Mid-1980s. Late summer. Colville National Forest in northeast Washington State. Lightning fire. Bloody dry, and hot. Fire at the time burning along ridge-lines. Great danger the embers would roll down the slopes and create catastrophic fire. Not good for the logging industry at the time, let alone the Forest itself.
We were flown in by helicopters to a ridge-top. Single skid landing because there wasn’t much to the ridge-top. Hike for a mile or so to the fire further along the ridge-line and descending to get under the fire as it burned down the slope. Slopes maybe 45 degrees. Orders were to backburn a line maybe 50 feet downslope from the fire. Our fire would burn upslope as the fire came downslope. Back burning has it’s own dangers. Doing it on a slope a bit more so.

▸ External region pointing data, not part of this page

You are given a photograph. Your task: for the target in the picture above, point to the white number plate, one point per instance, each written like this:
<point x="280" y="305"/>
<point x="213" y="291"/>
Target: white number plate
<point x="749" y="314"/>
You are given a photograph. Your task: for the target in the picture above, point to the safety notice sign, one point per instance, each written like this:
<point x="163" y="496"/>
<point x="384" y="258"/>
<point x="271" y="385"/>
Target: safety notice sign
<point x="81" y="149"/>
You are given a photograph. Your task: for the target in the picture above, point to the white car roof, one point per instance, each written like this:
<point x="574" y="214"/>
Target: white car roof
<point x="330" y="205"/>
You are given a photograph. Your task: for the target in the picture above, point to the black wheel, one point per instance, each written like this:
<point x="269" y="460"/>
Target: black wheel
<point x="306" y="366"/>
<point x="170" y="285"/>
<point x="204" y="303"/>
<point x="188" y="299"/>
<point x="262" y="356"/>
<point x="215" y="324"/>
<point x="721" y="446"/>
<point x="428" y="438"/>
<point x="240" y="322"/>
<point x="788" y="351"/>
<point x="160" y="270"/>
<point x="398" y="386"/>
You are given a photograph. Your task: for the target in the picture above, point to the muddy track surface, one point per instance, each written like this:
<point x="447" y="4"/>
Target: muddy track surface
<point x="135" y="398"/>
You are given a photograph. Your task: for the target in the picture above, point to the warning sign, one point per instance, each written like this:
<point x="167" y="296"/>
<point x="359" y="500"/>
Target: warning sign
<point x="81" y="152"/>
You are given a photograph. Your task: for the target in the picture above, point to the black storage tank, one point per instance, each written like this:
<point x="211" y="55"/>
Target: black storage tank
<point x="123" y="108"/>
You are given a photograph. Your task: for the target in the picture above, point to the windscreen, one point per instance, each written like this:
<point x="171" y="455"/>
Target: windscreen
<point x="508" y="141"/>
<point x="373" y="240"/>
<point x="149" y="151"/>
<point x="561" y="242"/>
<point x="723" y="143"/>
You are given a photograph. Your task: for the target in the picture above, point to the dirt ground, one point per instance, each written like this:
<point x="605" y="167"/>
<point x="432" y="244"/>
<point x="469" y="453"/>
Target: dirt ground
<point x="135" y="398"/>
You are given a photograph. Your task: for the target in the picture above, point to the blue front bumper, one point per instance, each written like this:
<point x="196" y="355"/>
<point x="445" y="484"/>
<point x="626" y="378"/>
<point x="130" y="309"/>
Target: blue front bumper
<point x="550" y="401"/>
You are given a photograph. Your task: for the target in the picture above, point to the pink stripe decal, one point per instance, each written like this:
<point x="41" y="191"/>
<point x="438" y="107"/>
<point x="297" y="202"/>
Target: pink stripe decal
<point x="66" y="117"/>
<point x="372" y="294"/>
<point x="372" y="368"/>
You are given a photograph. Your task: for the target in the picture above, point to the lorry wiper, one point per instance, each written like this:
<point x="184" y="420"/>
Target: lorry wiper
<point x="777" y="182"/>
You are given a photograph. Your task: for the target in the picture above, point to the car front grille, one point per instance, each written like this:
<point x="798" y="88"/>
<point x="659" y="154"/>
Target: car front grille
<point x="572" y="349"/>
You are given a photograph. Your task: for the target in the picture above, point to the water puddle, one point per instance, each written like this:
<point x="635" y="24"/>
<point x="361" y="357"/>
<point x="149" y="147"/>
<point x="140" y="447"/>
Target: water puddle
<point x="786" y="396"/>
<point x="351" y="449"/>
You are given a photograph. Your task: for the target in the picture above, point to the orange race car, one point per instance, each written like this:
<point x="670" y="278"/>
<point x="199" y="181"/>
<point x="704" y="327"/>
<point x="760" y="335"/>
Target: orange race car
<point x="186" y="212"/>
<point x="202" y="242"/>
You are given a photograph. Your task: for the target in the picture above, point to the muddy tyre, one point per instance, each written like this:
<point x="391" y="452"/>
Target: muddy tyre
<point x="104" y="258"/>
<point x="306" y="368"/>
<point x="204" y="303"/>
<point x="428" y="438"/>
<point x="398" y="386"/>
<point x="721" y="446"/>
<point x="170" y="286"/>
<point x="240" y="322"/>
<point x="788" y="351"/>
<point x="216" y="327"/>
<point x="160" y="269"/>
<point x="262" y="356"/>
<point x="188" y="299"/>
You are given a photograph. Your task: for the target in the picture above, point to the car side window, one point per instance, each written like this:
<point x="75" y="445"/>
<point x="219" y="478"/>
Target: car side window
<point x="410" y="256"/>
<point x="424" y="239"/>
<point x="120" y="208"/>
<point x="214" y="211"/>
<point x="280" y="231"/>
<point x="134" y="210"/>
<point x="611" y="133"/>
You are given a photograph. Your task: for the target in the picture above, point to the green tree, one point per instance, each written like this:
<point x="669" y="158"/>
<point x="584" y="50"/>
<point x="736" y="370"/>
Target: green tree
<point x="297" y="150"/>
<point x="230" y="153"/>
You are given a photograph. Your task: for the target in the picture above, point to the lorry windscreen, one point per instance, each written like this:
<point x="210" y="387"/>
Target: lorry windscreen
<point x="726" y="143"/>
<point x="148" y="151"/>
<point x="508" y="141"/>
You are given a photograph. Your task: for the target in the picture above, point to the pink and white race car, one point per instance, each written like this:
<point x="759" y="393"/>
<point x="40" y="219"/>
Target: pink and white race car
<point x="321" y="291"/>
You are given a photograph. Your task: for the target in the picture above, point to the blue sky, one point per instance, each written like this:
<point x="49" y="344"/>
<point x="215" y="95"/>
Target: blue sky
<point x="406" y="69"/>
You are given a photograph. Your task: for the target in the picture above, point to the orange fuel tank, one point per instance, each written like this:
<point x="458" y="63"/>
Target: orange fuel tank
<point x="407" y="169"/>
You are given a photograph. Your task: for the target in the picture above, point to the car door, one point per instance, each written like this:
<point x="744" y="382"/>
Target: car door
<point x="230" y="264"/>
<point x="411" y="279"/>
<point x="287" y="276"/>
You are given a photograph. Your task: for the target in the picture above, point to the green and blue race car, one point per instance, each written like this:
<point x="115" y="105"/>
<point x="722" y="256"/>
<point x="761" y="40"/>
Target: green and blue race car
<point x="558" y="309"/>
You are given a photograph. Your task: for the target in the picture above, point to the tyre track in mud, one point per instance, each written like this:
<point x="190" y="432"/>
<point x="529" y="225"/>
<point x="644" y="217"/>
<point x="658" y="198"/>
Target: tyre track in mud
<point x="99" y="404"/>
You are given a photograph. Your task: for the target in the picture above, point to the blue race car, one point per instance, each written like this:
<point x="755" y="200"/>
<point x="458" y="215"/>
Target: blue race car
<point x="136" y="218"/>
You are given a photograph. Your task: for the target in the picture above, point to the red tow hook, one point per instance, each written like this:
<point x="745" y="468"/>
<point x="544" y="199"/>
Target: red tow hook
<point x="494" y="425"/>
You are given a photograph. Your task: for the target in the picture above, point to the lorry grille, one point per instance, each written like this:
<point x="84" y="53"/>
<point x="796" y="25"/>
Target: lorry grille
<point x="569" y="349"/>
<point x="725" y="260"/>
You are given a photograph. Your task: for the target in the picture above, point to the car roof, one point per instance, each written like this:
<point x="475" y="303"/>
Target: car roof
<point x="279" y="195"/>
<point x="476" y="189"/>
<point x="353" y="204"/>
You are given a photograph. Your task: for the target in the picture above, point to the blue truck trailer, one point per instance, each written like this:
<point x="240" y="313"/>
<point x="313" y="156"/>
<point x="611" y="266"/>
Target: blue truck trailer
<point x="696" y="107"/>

Worked like a charm. That was part one. Huh?
Part two was ensuring the line stayed cold. The crew I was part of lined up in the burn area parallel to the fire line, pretty much all along the same elevation for maybe 200 feet. Everyone had to be near a tree just big enough to put your arms around and lock your hands. Can’t use a smaller tree. We did this to create a yellow line (yellow fire shirts) visible from the air for the air strike. What the …?
The water bomber came in low and hot, parallel to the ridge-line with a bead dead on all the yellow shirts line up. Others away from the line had radios on ready to bark orders. We all stood out in the open so the pilot could see us. As the bomber approached orders came fast to grab your tree (lee side), head down, goggles on and wait. The pilot lined up on us and dropped fire retardant along our line. We all got slimed by the pink slurry. Cold, wet fire line. Fire wouldn’t burn through it and any rolling embers from above wouldn’t survive, either.
You never, ever washed a fire shirt if you’ve been slimed. It was kinda like a badge of honor back then. So no matter what fire you next wore it, it would spark a conversation and stories told again. And occasionally you spotted someone else on a different fire wearing a pink and yellow fire shirt.
It’s not done that way anymore. Fire science and fire safety have improved quite a bit.
Firefighters do many more paramedic calls than actual fire calls. By a ratio of about 2-to-1, I believe.
(This is for city firefighters; those fighting wildfires may be different.)